An email triaging system that can sort large amounts of unread emails intelligently into relevant queues.
The email triage system uses a fine-tuned RoBERTa transformer model to perform multi-label text classification, allowing incoming messages to be automatically routed to the correct operational queue. For identifying high-urgency emails, the system employs a secondary ML pipeline built with TF-IDF text features, categorical metadata encoding, and a Linear SVM classifier. Both models are integrated into an Outlook-based automation script that processes unread mail, applies classification logic, and logs routing events in real time. The system also records detailed metadata including routing decisions, priority scores, sender information, and processing latency to support monitoring and visualization through a Streamlit dashboard.
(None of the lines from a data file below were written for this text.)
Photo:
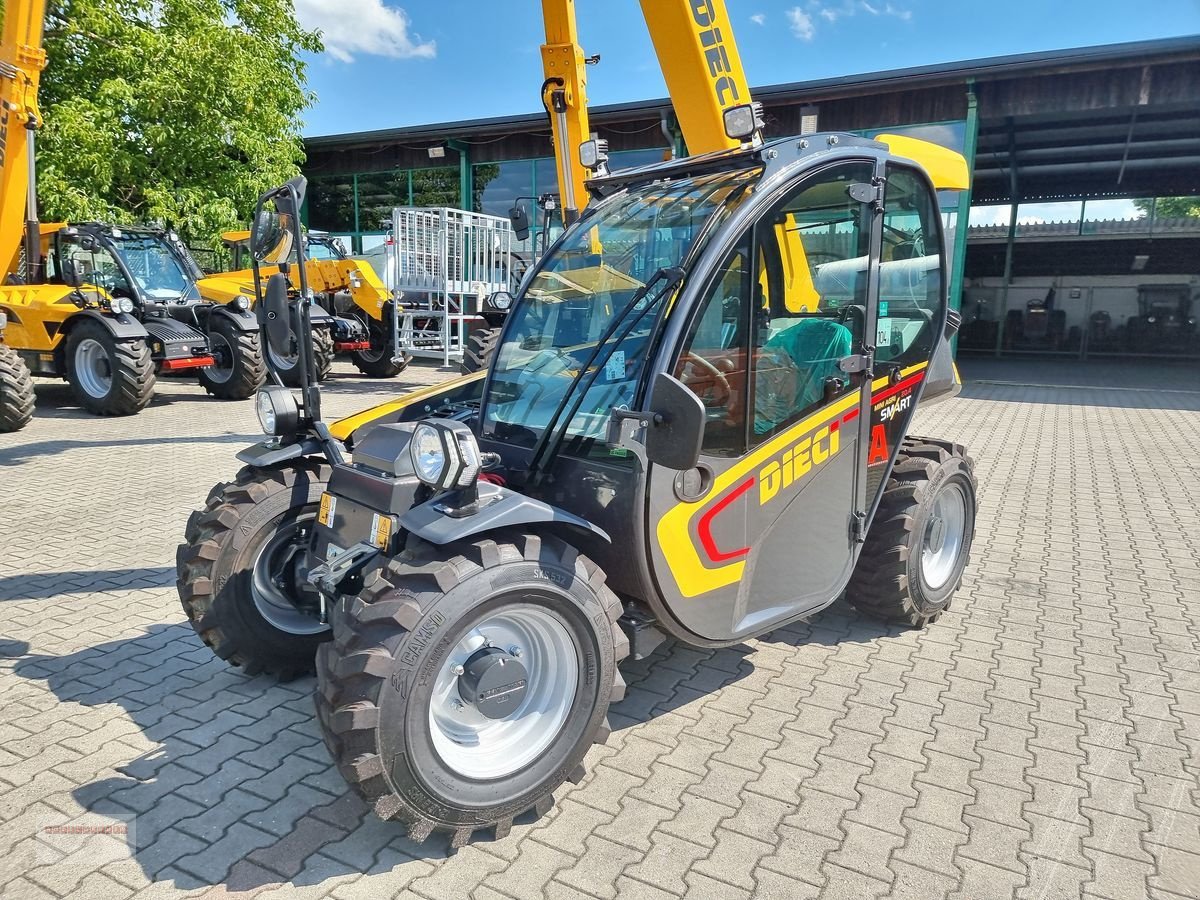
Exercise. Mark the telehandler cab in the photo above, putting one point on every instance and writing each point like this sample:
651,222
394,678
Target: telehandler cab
695,425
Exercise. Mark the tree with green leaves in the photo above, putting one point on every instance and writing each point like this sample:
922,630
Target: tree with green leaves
178,112
1171,207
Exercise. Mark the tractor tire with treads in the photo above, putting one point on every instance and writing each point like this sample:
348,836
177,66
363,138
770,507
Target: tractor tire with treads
239,569
107,376
480,348
16,391
243,351
411,725
378,363
919,541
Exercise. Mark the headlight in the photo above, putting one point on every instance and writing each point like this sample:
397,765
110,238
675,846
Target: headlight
444,454
429,454
277,411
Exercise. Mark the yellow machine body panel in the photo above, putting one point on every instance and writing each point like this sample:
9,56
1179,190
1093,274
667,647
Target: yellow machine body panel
21,47
947,169
701,65
36,313
325,276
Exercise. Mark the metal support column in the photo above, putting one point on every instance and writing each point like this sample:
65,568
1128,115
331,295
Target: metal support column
964,217
1014,201
466,189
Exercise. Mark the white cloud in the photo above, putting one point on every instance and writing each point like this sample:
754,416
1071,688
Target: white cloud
370,27
846,9
802,23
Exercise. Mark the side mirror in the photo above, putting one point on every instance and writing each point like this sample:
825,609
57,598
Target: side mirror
276,321
676,432
520,220
501,300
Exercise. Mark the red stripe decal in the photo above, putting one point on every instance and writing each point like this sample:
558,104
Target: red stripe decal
705,527
899,387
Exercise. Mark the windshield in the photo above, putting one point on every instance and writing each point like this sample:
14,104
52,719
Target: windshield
603,285
157,270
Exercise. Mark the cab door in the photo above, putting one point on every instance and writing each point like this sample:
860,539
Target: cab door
763,529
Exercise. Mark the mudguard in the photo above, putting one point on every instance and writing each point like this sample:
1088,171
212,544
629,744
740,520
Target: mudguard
268,454
123,327
498,508
241,319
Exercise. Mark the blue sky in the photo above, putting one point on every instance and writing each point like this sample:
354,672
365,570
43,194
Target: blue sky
418,61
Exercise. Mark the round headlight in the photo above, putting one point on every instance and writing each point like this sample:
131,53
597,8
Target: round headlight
265,411
277,411
429,454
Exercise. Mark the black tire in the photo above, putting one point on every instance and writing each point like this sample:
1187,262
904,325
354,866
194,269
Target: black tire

Through this project, we gained hands-on experience fine-tuning transformer models (RoBERTa) for real-world text classification and integrating them into a production workflow. We strengthened our understanding of feature engineering and classical machine-learning techniques by building an SVM-based urgency classifier that complements the transformer model. We also learned how to automate Outlook using Python and COM APIs, enabling end-to-end email routing inside a live mailbox. Additionally, we developed a Streamlit dashboard that visualizes routing performance, priority distributions, and real-time processing logs, improving observability and system transparency.
We would love to further refine this tool by creating a comprehensive front end in the future so the user does not need to know how to use python scripts. Given sufficient time we would also further optimize our model and potentially add more features into its algorithm.